Last month, Peterson entered an Alford plea to the charge of voluntary manslaughter for the death of his wife, Kathleen, in 2001. The plea allowed the novelist to accept a guilty verdict in what had been one of the longest trials in North Carolina history without admitting guilt.
According to a press release from NBC, “Down the Back Staircase ” will include interviews with Peterson as well as Kathleen’s sister, Candace Zamperini; Peterson’s daughters, Martha Ratliff and Margaret Ratliff; Peterson’s brother, Bill Peterson; Detective Art Holland; former Assistant District Attorney Freda Black; Peterson’s defense attorney, David Rudolf; and Kathleen’s daughter, Caitlin Atwater. (Atwater spoke to the INDY about her mother prior to Peterson’s plea deal.)
Dateline is billing the special, featuring correspondent Dennis Murphy, as “one of the most compelling mysteries we’ve ever covered as you haven’t heard it before.” In a clip, Peterson tells Murphy that taking the plea last month was “the most difficult decision I ever made in my life.”
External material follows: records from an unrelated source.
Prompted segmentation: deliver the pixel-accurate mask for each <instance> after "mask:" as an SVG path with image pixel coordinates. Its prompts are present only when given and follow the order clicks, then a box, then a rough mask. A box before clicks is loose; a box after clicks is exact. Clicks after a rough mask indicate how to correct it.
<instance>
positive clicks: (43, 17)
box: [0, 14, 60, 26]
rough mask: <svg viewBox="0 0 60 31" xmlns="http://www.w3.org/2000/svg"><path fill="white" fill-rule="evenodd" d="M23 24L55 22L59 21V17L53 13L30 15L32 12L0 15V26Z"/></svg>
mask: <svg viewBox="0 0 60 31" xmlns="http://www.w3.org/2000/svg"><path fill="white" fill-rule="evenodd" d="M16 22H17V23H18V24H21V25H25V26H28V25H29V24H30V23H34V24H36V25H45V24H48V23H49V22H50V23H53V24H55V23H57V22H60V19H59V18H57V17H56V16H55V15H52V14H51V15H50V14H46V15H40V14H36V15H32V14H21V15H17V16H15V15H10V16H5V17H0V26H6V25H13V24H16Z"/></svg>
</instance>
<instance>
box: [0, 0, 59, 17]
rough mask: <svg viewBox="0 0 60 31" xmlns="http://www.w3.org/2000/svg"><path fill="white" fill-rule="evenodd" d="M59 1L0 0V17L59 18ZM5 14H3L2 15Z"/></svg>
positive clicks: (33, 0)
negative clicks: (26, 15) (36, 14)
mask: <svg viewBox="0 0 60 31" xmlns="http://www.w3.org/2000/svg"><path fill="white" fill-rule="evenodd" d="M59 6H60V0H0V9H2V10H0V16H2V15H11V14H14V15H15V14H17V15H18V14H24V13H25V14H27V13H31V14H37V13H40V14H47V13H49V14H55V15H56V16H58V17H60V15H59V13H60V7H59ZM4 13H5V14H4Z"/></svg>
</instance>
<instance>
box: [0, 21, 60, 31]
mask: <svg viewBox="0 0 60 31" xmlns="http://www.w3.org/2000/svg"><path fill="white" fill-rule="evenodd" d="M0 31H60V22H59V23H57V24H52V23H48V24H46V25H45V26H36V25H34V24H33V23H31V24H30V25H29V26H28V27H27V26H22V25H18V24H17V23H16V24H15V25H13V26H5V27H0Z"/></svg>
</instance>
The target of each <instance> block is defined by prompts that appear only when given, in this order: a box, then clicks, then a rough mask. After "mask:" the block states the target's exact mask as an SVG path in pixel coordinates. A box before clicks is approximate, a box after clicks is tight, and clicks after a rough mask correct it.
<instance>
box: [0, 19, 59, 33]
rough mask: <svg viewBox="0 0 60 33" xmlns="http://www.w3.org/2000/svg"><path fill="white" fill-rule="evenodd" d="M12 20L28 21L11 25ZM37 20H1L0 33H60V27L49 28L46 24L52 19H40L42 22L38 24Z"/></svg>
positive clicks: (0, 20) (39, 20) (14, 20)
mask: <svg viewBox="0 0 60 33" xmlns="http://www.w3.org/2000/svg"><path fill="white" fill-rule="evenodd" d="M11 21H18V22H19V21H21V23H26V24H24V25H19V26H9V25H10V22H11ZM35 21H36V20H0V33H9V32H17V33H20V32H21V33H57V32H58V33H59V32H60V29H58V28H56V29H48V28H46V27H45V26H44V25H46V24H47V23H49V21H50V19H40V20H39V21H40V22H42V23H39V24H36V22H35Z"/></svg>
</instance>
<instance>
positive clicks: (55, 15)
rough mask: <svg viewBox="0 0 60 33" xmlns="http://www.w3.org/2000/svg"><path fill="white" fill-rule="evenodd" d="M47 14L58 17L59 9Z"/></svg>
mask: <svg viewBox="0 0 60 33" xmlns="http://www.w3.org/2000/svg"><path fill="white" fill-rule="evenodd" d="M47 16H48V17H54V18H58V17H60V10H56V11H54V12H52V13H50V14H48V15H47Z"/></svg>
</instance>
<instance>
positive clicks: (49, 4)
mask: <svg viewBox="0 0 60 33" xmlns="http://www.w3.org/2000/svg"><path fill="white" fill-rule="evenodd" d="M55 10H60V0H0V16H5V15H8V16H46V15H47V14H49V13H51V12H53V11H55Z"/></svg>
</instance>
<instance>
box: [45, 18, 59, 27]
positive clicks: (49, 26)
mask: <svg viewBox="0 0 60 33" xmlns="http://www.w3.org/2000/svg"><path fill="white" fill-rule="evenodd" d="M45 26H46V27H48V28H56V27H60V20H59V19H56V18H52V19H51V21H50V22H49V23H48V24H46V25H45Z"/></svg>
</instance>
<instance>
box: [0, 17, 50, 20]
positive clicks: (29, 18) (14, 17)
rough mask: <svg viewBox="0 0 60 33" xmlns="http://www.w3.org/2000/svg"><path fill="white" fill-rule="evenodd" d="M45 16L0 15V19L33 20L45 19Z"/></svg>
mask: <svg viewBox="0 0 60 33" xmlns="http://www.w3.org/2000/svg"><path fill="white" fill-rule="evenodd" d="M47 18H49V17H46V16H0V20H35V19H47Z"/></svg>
Peterson has maintained for fifteen years that he not did kill his wife. He was convicted of murdering her in 2003, but that conviction was overturned in 2011 after a judge ruled that an SBI agent had misled jurors about his findings analyzing the blood at the Peterson’s Cedar Street home. Peterson was granted a retrial that was scheduled for May 2017. Instead, Peterson took the Alford plea, which let him walk out of Durham County Superior Court on February 24 a free man, having already served more than eight years in prison.